Others indicted include Ana Luiza, Ana Paula and Ricardo Viacava, who were Jotinha’s partners in the farm and are accused of receiving US$1.5 million in payments related to irregular real estate deals and the sale of illegal beef.

Press reports have highlighted the fact that authorities are still working to uncover further shell companies involved in Jotinha’s activities, as well as the extent to which Amaggi, Bom Futuro and JBS are responsible for sourcing illegal beef from the criminal network.

Jotinha at large again

In October this year, Jotinha was released from the Tremembé penitentiary in Sao Paulo – where he had been in remand custody since his arrest in early July – thanks to a successful habeas corpus petition made by his defence. However, he may be soon behind bars again. On 2nd December, a federal prosecutor in Para requested a federal court to issue a new warrant for his arrest. The prosecutor has made fresh accusations of money laundering, forgery, active and passive corruption, and illegal deforestation of public lands against Jotinha and 23 other individuals.

((o))eco has claimed that impunity was one a critical factor enabling Jotinha to continue operating. According to the news portal, his father was responsible for large-scale illegal deforestation but was never brought to justice. In the 1970s, he was one of the pioneer cattle ranchers who made fortunes in the new agricultural frontier of Mato Grosso. ((o))eco says that cattle ranching was in Jotinha’s blood. He knew how to “launder the beef”, making it appear to be from regular ranches.

“It’s a cultural issue,” Higor Pessoa, the Prosecutor from Para, told ((o))eco. “Vilela Filho’s father was a great deforest and nothing ever happened to him. But they were other times.”

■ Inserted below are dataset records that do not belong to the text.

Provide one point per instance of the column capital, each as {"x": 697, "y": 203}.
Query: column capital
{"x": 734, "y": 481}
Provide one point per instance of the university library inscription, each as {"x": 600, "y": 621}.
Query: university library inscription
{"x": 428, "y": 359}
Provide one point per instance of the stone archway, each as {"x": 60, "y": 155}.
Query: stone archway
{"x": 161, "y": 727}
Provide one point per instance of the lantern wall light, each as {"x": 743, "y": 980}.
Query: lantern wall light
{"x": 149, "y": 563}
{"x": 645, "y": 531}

This week (19th December) the MPF named another suspect in the case: an IBAMA agent. According to a detailed press release, Waldivino Gomes Silva, the director for the agency in the Mato Grosso city of Sinop, had tipped-off Jotinha’s network about impending inspections. After tractors, chains and fuels had been seized in busts, Waldino Silva allegedly returned it to the gang, only for it to be seized again in later enforcement operations. His role in the network was first discovered during the execution of a search warrant, that turned up a bank deposit made to his wife.

In a hint at the scope of the charges still to be brought under the investigation, MPF says that it will release three more press releases detailing aspects of its case against Jotinha’s gang.

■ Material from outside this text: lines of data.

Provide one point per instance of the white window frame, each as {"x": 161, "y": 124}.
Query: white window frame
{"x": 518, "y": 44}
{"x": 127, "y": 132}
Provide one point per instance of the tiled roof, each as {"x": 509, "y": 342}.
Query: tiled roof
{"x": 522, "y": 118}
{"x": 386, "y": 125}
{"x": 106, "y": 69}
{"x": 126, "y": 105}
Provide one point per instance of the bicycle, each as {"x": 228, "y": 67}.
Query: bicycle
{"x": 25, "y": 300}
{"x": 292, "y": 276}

According to ((o))eco, this case is unique due to Jotinha’s arrest and the serious, concerted and continual effort by IBAMA, the Federal Police and prosecutors to dismantle his entire criminal network. In an interview with ((o))eco, Luciano Evaristo said that “José Junqueira Vilela Filho’s criminal empire, despite him having been arrested, is still up and running. IBAMA, its partners and the indigenous people affected [by Jotinha’s activities] will [continue to work to] destroy Mr. José Junqueira Vilela Filho’s criminal empire”.